Author, Institution: Audrius Merfeldas, Kaunas University of Technology
Science area, field of science: Technological Sciences, Electrical and Electronics Engineering, T001
Scientific supervisor: Prof. Dr. Darius Gailius (Kaunas University of Technology, Technological Sciences, Electrical and Electronics Engineering, T001)
Dissertation Defence Board of Electrical and Electronics Engineering Science Field:
Prof. Dr. Liudas Mažeika (Kaunas University of Technology, Technological Sciences, Electrical and Electronic Engineering, T001) – chairman
Prof. Dr. Elena Jasiūnienė (Kaunas University of Technology, Technological Sciences, Electrical and Electronic Engineering, T001)
Prof. Dr. Wlodek J. Kulesza (Blekinge Institute of Technology, Sweden, Technological Sciences, Electrical and Electronic Engineering, T001)
Prof. Dr. Jurij Novickij (Vilnius Gediminas Technical University, Technological Sciences, Electrical and Electronic Engineering, T001)
Prof. Dr. Darius Viržonis (Kaunas University of Technology, Technological Sciences, Electrical and Electronic Engineering, T001)
The dissertation defence takes place online.
The doctoral dissertation is available at the library of Kaunas University of Technology (K. Donelaičio g. 20, Kaunas).
Annotation:
Radiated susceptibility is mandatory test for both successful electromagnetic compatibility (EMC) tests and product certification procedures. It also reflects the quality of the electronics design and technical solutions to ensure product shows no degradation of performance by presence of any electromagnetic (EM) signals, noises and interferences. This is very important for medical, automotive, aviation and military applications where electronic devices might suffer from high level EM interferences and device operation is related to critical safety.
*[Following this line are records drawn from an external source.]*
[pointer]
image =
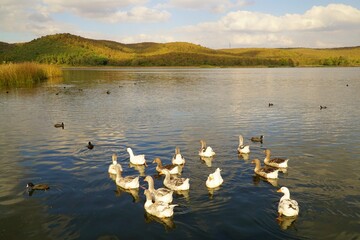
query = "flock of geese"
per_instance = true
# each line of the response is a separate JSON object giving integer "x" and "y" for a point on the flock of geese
{"x": 159, "y": 201}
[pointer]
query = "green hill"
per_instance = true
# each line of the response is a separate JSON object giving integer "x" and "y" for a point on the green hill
{"x": 67, "y": 49}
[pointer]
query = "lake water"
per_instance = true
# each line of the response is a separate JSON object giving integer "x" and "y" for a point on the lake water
{"x": 153, "y": 110}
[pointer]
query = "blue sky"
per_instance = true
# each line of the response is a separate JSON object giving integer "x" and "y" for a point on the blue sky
{"x": 210, "y": 23}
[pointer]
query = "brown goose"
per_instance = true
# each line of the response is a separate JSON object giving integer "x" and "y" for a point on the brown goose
{"x": 275, "y": 162}
{"x": 265, "y": 172}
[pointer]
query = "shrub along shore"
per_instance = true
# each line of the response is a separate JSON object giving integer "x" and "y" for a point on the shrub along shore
{"x": 26, "y": 74}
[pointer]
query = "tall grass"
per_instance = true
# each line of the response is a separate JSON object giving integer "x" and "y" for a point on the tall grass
{"x": 26, "y": 74}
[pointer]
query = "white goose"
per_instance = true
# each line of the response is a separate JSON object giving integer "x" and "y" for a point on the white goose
{"x": 275, "y": 162}
{"x": 214, "y": 179}
{"x": 266, "y": 172}
{"x": 178, "y": 159}
{"x": 243, "y": 148}
{"x": 160, "y": 194}
{"x": 205, "y": 151}
{"x": 176, "y": 184}
{"x": 136, "y": 159}
{"x": 158, "y": 209}
{"x": 112, "y": 166}
{"x": 128, "y": 182}
{"x": 173, "y": 169}
{"x": 287, "y": 206}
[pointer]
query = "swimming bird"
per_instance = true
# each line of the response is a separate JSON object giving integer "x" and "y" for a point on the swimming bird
{"x": 266, "y": 172}
{"x": 90, "y": 145}
{"x": 173, "y": 169}
{"x": 158, "y": 209}
{"x": 214, "y": 179}
{"x": 160, "y": 194}
{"x": 112, "y": 166}
{"x": 287, "y": 206}
{"x": 136, "y": 159}
{"x": 59, "y": 125}
{"x": 243, "y": 148}
{"x": 175, "y": 183}
{"x": 257, "y": 139}
{"x": 31, "y": 187}
{"x": 128, "y": 182}
{"x": 275, "y": 162}
{"x": 178, "y": 158}
{"x": 205, "y": 151}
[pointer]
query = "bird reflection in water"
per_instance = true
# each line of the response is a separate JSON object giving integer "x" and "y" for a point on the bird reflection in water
{"x": 184, "y": 193}
{"x": 133, "y": 192}
{"x": 168, "y": 223}
{"x": 244, "y": 156}
{"x": 212, "y": 191}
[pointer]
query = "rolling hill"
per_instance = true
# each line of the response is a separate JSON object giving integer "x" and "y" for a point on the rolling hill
{"x": 71, "y": 50}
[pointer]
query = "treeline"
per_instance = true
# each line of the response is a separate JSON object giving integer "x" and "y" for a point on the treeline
{"x": 70, "y": 50}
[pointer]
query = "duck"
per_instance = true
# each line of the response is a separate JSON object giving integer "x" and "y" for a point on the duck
{"x": 59, "y": 125}
{"x": 214, "y": 180}
{"x": 176, "y": 184}
{"x": 275, "y": 162}
{"x": 287, "y": 206}
{"x": 128, "y": 182}
{"x": 266, "y": 172}
{"x": 243, "y": 148}
{"x": 158, "y": 209}
{"x": 31, "y": 187}
{"x": 178, "y": 159}
{"x": 160, "y": 194}
{"x": 173, "y": 169}
{"x": 257, "y": 139}
{"x": 205, "y": 151}
{"x": 90, "y": 145}
{"x": 136, "y": 159}
{"x": 112, "y": 166}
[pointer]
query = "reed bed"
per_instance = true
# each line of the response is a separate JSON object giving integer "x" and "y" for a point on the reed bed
{"x": 26, "y": 74}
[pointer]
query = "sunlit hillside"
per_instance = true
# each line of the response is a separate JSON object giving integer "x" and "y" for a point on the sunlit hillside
{"x": 71, "y": 50}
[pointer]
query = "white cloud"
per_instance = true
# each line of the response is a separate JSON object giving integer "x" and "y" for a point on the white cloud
{"x": 112, "y": 11}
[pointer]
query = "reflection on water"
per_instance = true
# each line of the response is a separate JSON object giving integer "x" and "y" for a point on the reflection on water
{"x": 207, "y": 160}
{"x": 133, "y": 192}
{"x": 155, "y": 109}
{"x": 286, "y": 222}
{"x": 167, "y": 222}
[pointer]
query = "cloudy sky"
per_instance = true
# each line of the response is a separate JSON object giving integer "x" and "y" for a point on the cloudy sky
{"x": 210, "y": 23}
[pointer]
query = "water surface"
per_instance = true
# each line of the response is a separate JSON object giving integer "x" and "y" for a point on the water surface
{"x": 153, "y": 110}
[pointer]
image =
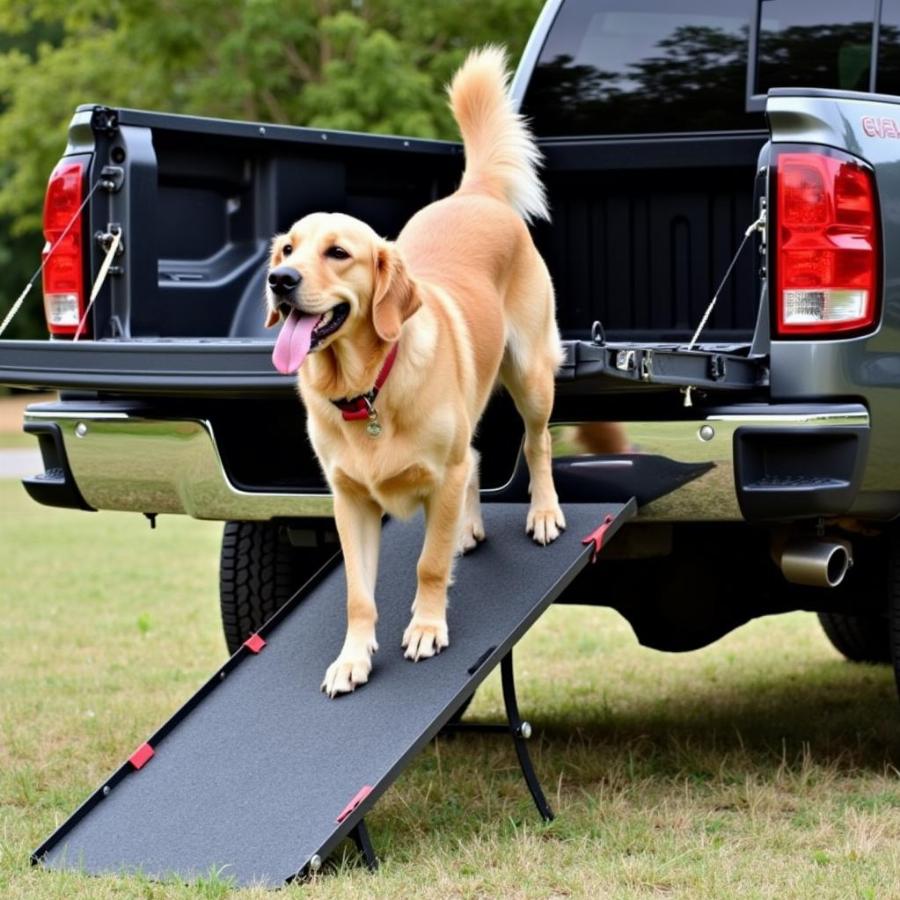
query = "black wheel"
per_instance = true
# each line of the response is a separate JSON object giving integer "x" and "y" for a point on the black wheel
{"x": 259, "y": 571}
{"x": 860, "y": 638}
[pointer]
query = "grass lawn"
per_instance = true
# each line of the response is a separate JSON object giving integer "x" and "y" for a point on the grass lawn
{"x": 763, "y": 766}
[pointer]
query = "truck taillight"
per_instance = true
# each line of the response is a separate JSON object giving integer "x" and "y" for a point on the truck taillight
{"x": 63, "y": 276}
{"x": 826, "y": 245}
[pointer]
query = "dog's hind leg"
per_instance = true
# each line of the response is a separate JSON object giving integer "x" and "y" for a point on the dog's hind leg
{"x": 426, "y": 633}
{"x": 531, "y": 385}
{"x": 358, "y": 521}
{"x": 471, "y": 530}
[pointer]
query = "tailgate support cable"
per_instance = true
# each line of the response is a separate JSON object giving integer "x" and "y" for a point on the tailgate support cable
{"x": 21, "y": 298}
{"x": 760, "y": 223}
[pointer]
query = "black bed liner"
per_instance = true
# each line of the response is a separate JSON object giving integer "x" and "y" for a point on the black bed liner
{"x": 259, "y": 773}
{"x": 244, "y": 365}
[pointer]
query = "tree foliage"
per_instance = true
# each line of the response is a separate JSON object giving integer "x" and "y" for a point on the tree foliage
{"x": 365, "y": 65}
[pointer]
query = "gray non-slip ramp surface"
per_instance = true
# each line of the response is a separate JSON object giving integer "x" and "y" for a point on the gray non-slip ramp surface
{"x": 251, "y": 780}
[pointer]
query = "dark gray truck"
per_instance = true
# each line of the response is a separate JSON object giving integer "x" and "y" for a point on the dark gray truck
{"x": 764, "y": 454}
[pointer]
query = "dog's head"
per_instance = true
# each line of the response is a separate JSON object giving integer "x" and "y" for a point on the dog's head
{"x": 331, "y": 278}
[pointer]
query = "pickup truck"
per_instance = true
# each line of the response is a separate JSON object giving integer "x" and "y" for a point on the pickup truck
{"x": 763, "y": 451}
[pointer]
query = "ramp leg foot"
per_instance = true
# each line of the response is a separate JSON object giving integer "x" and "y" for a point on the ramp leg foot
{"x": 360, "y": 835}
{"x": 520, "y": 732}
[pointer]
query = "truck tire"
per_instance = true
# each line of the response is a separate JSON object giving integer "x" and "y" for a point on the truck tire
{"x": 864, "y": 639}
{"x": 259, "y": 571}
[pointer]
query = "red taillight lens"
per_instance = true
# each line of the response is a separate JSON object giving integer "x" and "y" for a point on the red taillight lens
{"x": 64, "y": 266}
{"x": 826, "y": 245}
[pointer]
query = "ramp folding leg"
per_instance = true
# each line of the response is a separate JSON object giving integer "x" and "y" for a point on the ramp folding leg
{"x": 260, "y": 776}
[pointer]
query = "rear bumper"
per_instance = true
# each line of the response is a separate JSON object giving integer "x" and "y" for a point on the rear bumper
{"x": 753, "y": 462}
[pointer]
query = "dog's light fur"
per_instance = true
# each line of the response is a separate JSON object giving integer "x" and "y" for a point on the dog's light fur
{"x": 470, "y": 301}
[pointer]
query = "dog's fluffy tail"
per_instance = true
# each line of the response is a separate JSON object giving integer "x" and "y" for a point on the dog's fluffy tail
{"x": 501, "y": 156}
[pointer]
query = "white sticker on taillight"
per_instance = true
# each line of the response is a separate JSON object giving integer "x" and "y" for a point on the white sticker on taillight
{"x": 61, "y": 309}
{"x": 813, "y": 307}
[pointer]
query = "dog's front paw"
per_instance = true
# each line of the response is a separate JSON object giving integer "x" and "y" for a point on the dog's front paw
{"x": 470, "y": 535}
{"x": 545, "y": 525}
{"x": 424, "y": 638}
{"x": 349, "y": 670}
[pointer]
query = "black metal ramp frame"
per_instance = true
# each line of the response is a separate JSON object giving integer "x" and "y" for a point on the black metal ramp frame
{"x": 260, "y": 776}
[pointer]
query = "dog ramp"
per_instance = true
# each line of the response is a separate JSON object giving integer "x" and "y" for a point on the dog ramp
{"x": 260, "y": 776}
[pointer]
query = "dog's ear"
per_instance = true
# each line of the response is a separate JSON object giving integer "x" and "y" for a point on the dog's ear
{"x": 396, "y": 295}
{"x": 272, "y": 317}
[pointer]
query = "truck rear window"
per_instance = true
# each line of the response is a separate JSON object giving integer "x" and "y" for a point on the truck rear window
{"x": 642, "y": 67}
{"x": 823, "y": 44}
{"x": 889, "y": 48}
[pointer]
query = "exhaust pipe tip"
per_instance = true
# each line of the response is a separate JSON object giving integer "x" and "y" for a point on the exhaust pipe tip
{"x": 816, "y": 563}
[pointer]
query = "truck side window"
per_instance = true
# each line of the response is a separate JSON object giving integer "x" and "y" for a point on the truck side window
{"x": 823, "y": 44}
{"x": 889, "y": 49}
{"x": 642, "y": 66}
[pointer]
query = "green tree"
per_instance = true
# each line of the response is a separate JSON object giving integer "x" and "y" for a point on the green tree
{"x": 366, "y": 65}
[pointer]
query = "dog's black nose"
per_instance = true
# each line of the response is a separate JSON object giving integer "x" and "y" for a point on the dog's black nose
{"x": 284, "y": 280}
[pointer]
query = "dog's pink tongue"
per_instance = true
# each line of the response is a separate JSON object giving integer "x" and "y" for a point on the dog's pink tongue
{"x": 293, "y": 342}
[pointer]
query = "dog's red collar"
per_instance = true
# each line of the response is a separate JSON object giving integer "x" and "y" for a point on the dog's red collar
{"x": 360, "y": 407}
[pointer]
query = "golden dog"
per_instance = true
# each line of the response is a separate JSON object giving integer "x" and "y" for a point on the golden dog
{"x": 460, "y": 301}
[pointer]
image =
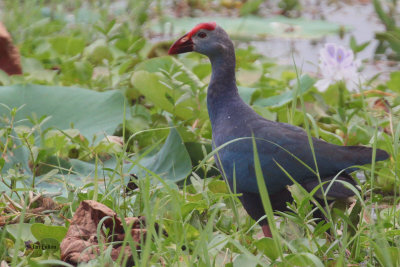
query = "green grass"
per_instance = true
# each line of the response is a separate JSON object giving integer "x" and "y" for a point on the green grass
{"x": 196, "y": 221}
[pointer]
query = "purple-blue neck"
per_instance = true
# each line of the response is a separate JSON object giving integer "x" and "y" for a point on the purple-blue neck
{"x": 223, "y": 82}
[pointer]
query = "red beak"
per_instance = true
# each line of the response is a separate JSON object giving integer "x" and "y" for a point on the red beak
{"x": 182, "y": 45}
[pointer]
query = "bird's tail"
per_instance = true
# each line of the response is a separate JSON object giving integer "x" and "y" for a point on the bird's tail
{"x": 363, "y": 155}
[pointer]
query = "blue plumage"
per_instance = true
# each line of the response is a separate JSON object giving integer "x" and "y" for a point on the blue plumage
{"x": 232, "y": 119}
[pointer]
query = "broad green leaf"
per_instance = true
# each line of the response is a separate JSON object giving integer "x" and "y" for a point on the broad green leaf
{"x": 306, "y": 82}
{"x": 303, "y": 259}
{"x": 252, "y": 27}
{"x": 246, "y": 93}
{"x": 69, "y": 46}
{"x": 153, "y": 87}
{"x": 41, "y": 231}
{"x": 394, "y": 82}
{"x": 88, "y": 111}
{"x": 26, "y": 234}
{"x": 268, "y": 247}
{"x": 172, "y": 162}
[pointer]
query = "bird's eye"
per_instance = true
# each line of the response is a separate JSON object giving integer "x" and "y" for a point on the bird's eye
{"x": 202, "y": 34}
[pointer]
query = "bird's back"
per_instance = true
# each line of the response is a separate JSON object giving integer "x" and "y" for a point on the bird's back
{"x": 279, "y": 145}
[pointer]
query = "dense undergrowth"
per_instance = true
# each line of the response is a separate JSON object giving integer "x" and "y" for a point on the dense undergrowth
{"x": 99, "y": 100}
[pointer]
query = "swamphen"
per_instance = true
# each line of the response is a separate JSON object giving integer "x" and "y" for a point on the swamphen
{"x": 231, "y": 118}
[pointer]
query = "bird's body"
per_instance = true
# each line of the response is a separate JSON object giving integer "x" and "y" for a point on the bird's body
{"x": 233, "y": 121}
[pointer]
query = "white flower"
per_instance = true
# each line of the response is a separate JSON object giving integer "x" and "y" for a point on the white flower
{"x": 337, "y": 64}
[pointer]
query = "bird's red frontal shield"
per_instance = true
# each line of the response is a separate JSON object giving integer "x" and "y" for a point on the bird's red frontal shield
{"x": 182, "y": 45}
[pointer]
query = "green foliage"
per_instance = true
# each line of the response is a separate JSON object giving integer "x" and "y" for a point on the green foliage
{"x": 99, "y": 100}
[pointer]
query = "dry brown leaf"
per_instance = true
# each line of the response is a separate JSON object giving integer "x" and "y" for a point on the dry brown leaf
{"x": 81, "y": 241}
{"x": 9, "y": 55}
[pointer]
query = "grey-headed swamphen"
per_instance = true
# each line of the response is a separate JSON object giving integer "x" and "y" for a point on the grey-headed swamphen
{"x": 231, "y": 118}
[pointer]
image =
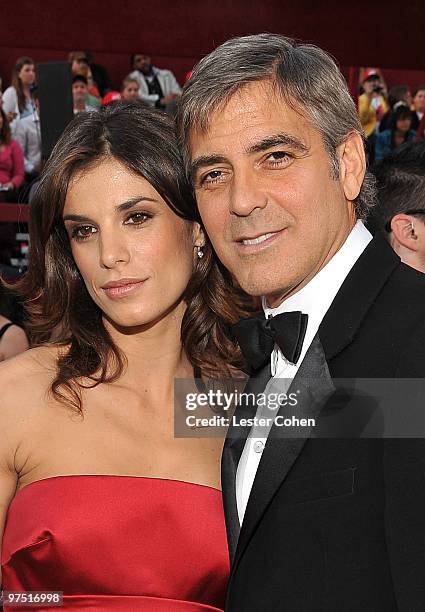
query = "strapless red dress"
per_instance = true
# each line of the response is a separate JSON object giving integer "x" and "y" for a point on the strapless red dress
{"x": 118, "y": 543}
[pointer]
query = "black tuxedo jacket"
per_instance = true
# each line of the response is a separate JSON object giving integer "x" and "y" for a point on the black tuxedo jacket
{"x": 338, "y": 525}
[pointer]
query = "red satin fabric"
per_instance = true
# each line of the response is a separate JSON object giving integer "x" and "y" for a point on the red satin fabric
{"x": 118, "y": 543}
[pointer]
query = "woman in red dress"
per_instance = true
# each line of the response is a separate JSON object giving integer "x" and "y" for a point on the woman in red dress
{"x": 98, "y": 499}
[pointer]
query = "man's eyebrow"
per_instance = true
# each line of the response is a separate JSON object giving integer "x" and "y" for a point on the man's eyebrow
{"x": 127, "y": 205}
{"x": 277, "y": 140}
{"x": 207, "y": 160}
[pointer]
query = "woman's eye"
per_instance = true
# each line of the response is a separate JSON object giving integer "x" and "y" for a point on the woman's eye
{"x": 82, "y": 232}
{"x": 137, "y": 218}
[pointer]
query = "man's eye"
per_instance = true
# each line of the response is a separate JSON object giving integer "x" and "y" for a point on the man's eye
{"x": 279, "y": 158}
{"x": 137, "y": 218}
{"x": 82, "y": 232}
{"x": 212, "y": 177}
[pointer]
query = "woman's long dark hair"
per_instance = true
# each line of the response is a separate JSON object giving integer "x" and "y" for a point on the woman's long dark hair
{"x": 17, "y": 83}
{"x": 56, "y": 299}
{"x": 5, "y": 129}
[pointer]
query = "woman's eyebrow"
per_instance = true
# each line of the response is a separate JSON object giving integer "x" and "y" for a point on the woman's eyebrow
{"x": 119, "y": 208}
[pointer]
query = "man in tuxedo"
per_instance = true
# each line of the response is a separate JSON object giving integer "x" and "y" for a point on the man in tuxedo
{"x": 274, "y": 147}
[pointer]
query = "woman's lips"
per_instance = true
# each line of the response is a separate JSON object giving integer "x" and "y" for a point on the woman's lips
{"x": 122, "y": 289}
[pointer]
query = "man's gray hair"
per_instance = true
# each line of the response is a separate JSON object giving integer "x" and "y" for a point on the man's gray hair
{"x": 304, "y": 76}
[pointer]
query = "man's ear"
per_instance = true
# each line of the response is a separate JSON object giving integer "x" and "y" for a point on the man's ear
{"x": 403, "y": 230}
{"x": 198, "y": 235}
{"x": 352, "y": 163}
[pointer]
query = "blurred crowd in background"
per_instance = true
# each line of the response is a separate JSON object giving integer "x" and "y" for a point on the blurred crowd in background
{"x": 393, "y": 121}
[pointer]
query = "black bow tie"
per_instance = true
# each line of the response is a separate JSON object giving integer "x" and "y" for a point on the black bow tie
{"x": 257, "y": 336}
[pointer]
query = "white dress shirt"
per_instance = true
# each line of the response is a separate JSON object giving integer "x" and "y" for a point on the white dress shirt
{"x": 314, "y": 299}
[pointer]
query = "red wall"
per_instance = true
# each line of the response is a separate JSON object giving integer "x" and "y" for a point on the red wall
{"x": 178, "y": 32}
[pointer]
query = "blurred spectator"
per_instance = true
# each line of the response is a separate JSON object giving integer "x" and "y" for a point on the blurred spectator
{"x": 17, "y": 99}
{"x": 420, "y": 132}
{"x": 399, "y": 132}
{"x": 372, "y": 102}
{"x": 157, "y": 87}
{"x": 400, "y": 211}
{"x": 130, "y": 89}
{"x": 418, "y": 106}
{"x": 11, "y": 162}
{"x": 80, "y": 67}
{"x": 80, "y": 95}
{"x": 13, "y": 339}
{"x": 99, "y": 73}
{"x": 27, "y": 134}
{"x": 372, "y": 106}
{"x": 111, "y": 97}
{"x": 399, "y": 94}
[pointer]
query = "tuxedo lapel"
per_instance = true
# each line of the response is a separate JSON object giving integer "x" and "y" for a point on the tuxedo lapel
{"x": 356, "y": 295}
{"x": 233, "y": 447}
{"x": 314, "y": 381}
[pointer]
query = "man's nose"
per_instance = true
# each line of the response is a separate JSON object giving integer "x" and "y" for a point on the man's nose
{"x": 246, "y": 195}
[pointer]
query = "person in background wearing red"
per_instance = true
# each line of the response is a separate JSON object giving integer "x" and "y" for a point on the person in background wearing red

Though high precision and repeatability far-field testing methods often preferred by the full-compliance laboratories, they are lacking of information and often limited to “Pass/Fail” type of results.
The proposed improved spatial resolution magnetic near-field probe, the adaptive scanning height methodology and the instruments enables radiated susceptibility mapping and hotspot localization of radio frequency printed circuit boards (PCBs). The detailed analysis of the common electronics components, the PCB layout and the scanning height influence for the -6dB magnetic field aperture size and shape was determined.
The developed methodology allows RF susceptibility mapping and hotspot localization for high integration RF devices that might contribute as a helpful tool for troubleshooting and analysis for EMC laboratories.